Monsieur le Ministre,


Depuis de nombreuses années, le cuivre est utilisé comme intrant dans de nombreux produits phytosanitaires, notamment pour combattre le mildiou ou la tavelure. Il est devenu l’un des piliers de la protection phytosanitaire en agriculture biologique vu son coût relativement bas.

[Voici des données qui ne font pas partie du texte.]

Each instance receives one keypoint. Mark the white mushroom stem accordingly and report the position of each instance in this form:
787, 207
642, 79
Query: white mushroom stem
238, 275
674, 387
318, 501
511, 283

Cependant de plus en plus d’études mettent en lumière le profil écotoxicologique très négatif de ce produit, au point d’être considéré par certains comme plus toxique que le glyphosate. Une nouvelle évaluation publiée par l’Autorité Européenne de Sécurité des Aliments (EFSA) en janvier dernier a confirmé la dangerosité de ce produit pour les agriculteurs, les oiseaux, les mammifères, les organismes du sol et pour la vie aquatique.
Le problème est qu’une alternative viable, aussi efficace et peu chère que le cuivre n’existe pas à l’heure actuelle. Les alternatives sont toujours au stade de développement. Une interdiction pourrait dont mettre en péril l’existence de nombreuses productions biologiques.


Ce constat est posé alors que l’autorisation de l’usage des produits phytosanitaire à base de cuivre expirait le 31 janvier dernier. Alors qu’aucun consensus ne se dégageait une prolongation pour un an a été décidée, jusqu’au 31 janvier 2019. Une proposition de la Commission européenne sera soumise au vote des Etats membres d’ici à juin 2018 et devra obtenir la majorité qualifiée, soit 55% des votes.

Monsieur le Ministre :


- Pouvez-vous faire le point sur les négociations en cours ?
- Trois pistes, sont semble-t-il, envisagées : non-renouvellement, renouvellement sous conditions ou renationalisation du renouvellement. Confirmez-vous ces pistes ?
- Quelle est la position adoptée au sein de la concertation intra-belge ?
- Quelles seraient les conséquences d’une interdiction immédiate pour notre agriculture ?
- Dans le cadre du plan triennal de recherches agronomiques, des projets visant à remplacer l’usage du cuivre sont-ils financés ?

D’avance je vous remercie pour vos réponses,

 

Réponse du Ministre R. COLLIN 

 

Monsieur le Député, la proposition de la Commission européenne qui sera soumise au vote des États membres d'ici juin 2018 est toujours en discussion. Il y a, en effet, comme vous l'avez dit, trois options : le non-renouvellement de l'approbation Union européenne, le renouvellement de l'approbation avec conditions ou restrictions et le renouvellement de l'approbation sans condition.

La position belge, qui sera exprimée par le Fédéral, n'est à ce jour pas encore décidée.

Les conséquences d'une interdiction immédiate pour notre agriculture seraient importantes. Le cuivre est utilisé pour maîtriser certaines maladies fongiques ou bactériennes. Citons notamment le mildiou de la pomme de terre ou la tavelure du pommier. Il tient une place importante dans la protection des cultures conduites en agriculture biologique.

La réponse à apporter pour le remplacement du cuivre n'est pas unique.

Différents projets de recherche sélectionnés dans le cadre du Plan triennal de recherche, même s'ils ne sont pas directement orientés vers la substitution du cuivre, apporteront une partie de la solution, par exemple, via
l'élaboration de nouvelles techniques de culture ou encore la mise à disposition de nouvelles variétés.
 

Réplique du Député J. ARENS

 

Vous avez compris, Monsieur le Ministre, que j'insiste beaucoup sur le rôle des chercheurs dans ces différentes matières. Je vous remercie.

Pour vous faire plaisir, je transforme mes dernières questions en questions écrites.